1 Introduction

In general, thousands of transactions are recorded in our day to day life, which includes, various fields such as marketing, finance, health care, etc. In the present-day scenario, the usage of manual records for storing any sort of information has reduced due to advancements in technology.

Every Organization, Educational Institution, Company are maintaining their database to store their records. Every database related to that domain has an ample amount of data related to it, for example, educational institution database has the information related to every student of their institution, which helps to maintain the records of all students as well as understanding the hidden patterns.

As these databases consists of several thousands of records, it is impossible to read the database manually, and extract the knowledge out of it. So, various data mining techniques (association, clustering, classification, and prediction) are used to extract hidden and useful knowledge from the database.

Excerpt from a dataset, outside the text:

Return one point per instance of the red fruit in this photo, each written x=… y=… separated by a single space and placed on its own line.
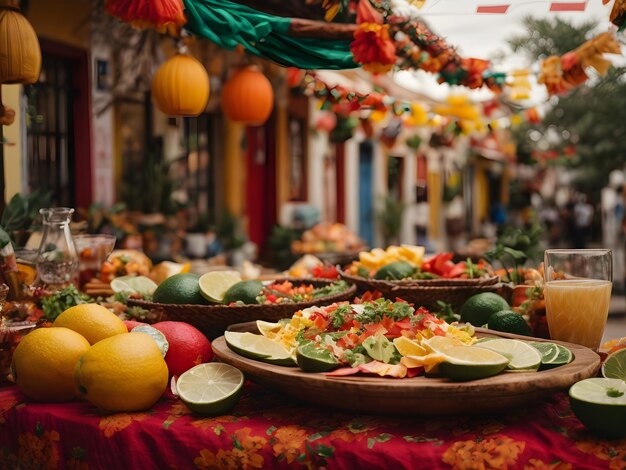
x=188 y=347
x=130 y=324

Market Basket Analysis is one of the main techniques of data mining that focuses on “purchase patterns” of the customers. The aim of this analysis is, to identify the interesting patterns by considering the products bought together by the customers. To identify the patterns, analysis of the products bought together by the customers is performed. This requires details on the recorded transactions, which includes the information of customers such as, the item bought together by a customer during a visit to the supermarket. This kind of study gives a clear idea about the items preferred by customers.

Data mining has immense potential for exploring the meaningful and hidden patterns in the medical database also. In the present work, an online repository of healthcare dataset which includes Electronic Health Records (EHR) of several patients, the information about patients’ details from different countries, diseases he/she is suffering from, year in which the patient got affected by the diseases etc. is used. The current work identifies all the frequent diseases that are occurring in an area by analyzing this medical data set.

The remaining part of the paper is organized as follows: the literature review is presented in Sect. 2, details of the methodology are discussed in Sect. 3, results and observations are detailed in Sect. 4, the conclusion is given in Sect. 5 followed by the references at the end.

2 Literature review

Market Basket Analysis is the search for meaningful associations in a customer purchased data. The Market Basket Analysis is done using different data mining algorithms.

Market Basket Analysis can be implemented by using the Apriori algorithm (Borgelt and Kruse 2002; Nengsih 2015). This algorithm determines the frequent data or item set from the transaction database. It determines the frequent item sets from the database using candidate item set generation.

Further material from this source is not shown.